(CANBERRA, Australia) — Australia’s highest court ruled on Wednesday that a search warrant at the center of a national storm over press freedom was invalid.
News Corp. journalist Annika Smethurst went to the High Court to overturn the warrant that was executed on her Canberra home in June last year and triggered a national campaign for greater press freedom.
The seven judges unanimously agreed that the warrant was invalid, partly because it failed to state the offense suspected with sufficient precision.
But the majority of judges rejected her application for the material seized to be destroyed, meaning police could still use it as evidence against her.
The raid followed an article written by Smethurst and published in April 2018 that was based on classified government documents.
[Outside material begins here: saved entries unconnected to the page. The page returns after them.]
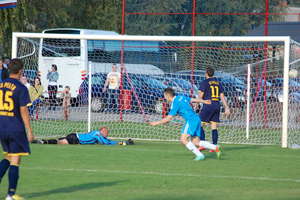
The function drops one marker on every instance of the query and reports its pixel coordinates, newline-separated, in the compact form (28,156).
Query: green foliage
(37,15)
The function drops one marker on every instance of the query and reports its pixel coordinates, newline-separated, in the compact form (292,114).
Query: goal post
(164,61)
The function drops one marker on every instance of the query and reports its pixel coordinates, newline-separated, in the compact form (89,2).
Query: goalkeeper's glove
(128,142)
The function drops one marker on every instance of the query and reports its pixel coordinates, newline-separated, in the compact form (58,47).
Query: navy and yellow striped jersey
(212,88)
(13,95)
(94,137)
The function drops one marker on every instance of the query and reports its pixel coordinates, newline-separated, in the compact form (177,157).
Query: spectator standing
(3,71)
(24,80)
(35,93)
(113,84)
(52,77)
(66,96)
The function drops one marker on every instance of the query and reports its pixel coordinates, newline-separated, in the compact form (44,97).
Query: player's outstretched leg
(202,137)
(13,177)
(4,165)
(190,146)
(42,141)
(213,147)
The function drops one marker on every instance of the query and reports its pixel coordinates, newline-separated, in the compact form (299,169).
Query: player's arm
(223,99)
(163,121)
(26,120)
(106,83)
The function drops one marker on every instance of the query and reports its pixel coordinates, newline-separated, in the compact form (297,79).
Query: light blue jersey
(181,105)
(94,137)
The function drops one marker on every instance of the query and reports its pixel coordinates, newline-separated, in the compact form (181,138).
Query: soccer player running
(191,130)
(14,123)
(211,89)
(94,137)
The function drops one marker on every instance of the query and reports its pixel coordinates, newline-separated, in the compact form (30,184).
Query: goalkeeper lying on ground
(93,137)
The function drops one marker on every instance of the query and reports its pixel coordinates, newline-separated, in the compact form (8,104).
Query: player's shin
(202,135)
(13,177)
(4,165)
(207,145)
(190,146)
(215,136)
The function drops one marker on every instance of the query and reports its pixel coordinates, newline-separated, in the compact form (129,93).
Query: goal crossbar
(284,39)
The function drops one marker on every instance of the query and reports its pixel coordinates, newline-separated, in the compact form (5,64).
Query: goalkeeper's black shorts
(71,138)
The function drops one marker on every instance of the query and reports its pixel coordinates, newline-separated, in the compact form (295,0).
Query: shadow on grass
(73,188)
(241,147)
(169,197)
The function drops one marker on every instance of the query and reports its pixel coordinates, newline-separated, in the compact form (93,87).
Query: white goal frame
(285,39)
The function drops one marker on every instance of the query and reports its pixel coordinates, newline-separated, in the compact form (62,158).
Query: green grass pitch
(158,170)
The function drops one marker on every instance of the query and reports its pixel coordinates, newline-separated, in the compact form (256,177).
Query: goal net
(118,81)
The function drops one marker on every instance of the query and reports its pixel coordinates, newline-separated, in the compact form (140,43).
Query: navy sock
(13,176)
(215,136)
(202,135)
(4,165)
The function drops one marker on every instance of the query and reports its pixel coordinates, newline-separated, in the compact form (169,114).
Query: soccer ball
(293,73)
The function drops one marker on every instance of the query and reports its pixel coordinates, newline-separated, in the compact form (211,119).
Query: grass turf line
(158,170)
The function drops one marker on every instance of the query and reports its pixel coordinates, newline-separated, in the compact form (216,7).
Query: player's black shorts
(71,138)
(210,113)
(15,144)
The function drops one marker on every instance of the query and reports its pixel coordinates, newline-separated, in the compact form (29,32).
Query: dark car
(234,88)
(143,93)
(181,86)
(277,90)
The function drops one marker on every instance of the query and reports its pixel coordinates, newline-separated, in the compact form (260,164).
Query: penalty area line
(254,178)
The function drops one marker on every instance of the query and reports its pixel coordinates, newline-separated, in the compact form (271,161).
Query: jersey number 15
(215,91)
(6,101)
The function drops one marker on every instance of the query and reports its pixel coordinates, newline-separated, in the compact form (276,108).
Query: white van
(72,56)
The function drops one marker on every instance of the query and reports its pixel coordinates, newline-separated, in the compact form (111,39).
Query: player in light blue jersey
(93,137)
(191,131)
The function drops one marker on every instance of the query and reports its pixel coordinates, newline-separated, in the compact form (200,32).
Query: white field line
(254,178)
(109,148)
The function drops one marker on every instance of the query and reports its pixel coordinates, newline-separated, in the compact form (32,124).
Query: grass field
(158,170)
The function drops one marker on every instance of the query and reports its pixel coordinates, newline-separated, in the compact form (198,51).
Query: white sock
(207,145)
(190,146)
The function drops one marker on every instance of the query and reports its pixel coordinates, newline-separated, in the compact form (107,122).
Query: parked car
(181,86)
(277,90)
(234,88)
(146,93)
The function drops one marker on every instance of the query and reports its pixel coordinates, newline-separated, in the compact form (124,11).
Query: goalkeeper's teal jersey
(94,137)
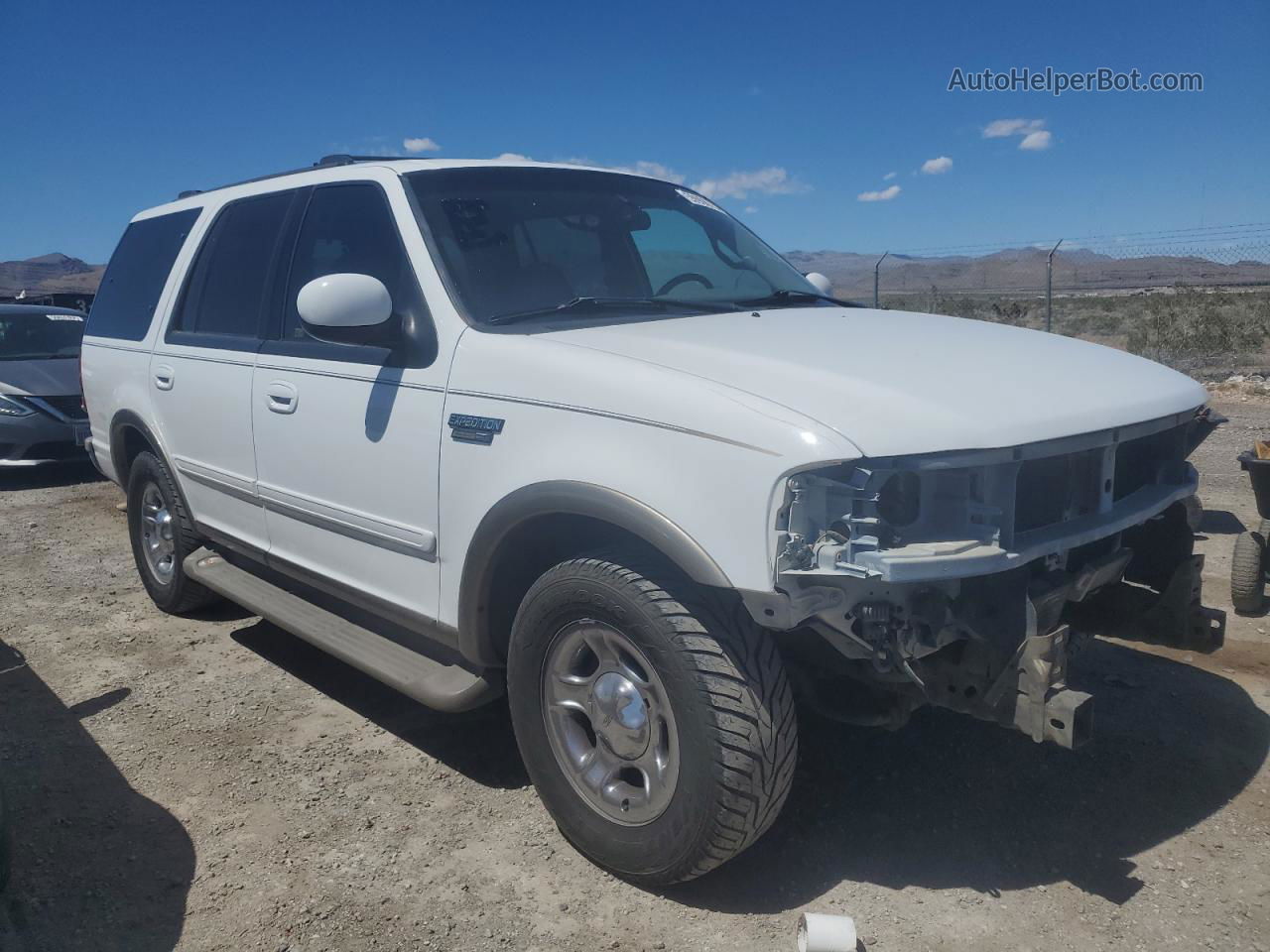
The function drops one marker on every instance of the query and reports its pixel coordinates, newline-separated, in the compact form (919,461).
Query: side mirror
(820,282)
(344,301)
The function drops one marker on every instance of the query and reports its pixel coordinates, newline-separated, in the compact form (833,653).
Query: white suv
(580,434)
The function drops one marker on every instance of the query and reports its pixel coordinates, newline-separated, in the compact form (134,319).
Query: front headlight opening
(901,499)
(14,407)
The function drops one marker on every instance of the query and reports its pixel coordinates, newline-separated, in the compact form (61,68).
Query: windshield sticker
(698,199)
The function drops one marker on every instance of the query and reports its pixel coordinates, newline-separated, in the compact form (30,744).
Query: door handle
(281,398)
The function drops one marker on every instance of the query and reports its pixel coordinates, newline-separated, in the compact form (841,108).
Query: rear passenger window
(348,229)
(226,289)
(135,278)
The article reported that Defense Department and Home Affairs Department bosses had canvassed giving a security agency new legal powers to spy on Australians.
A day after the Canberra raid, police executed warrants on the Sydney headquarters of Australian Broadcasting Corp. in search of unrelated leaked government documents.
ABC journalists Dan Oakes and Sam Clark — who reported in 2017 that Australian troops had killed unarmed men and children in Afghanistan in a potential war crime — as well as Smethurst could be charged over their reporting.
Australian media organizations banded together in protest against the raids, which they argued were a crackdown on press freedom.
The organizations argue that press freedoms have been eroded by more than 70 counterterrorism and security laws passed by Parliament since the al-Qaida attacks on the United States on Sept. 11, 2001.
They want assurance that journalists will not risk prison sentences for doing their jobs.
The government responded by asking a parliamentary committee to hold an inquiry into the impact of Australian law enforcement and intelligence powers on press freedom.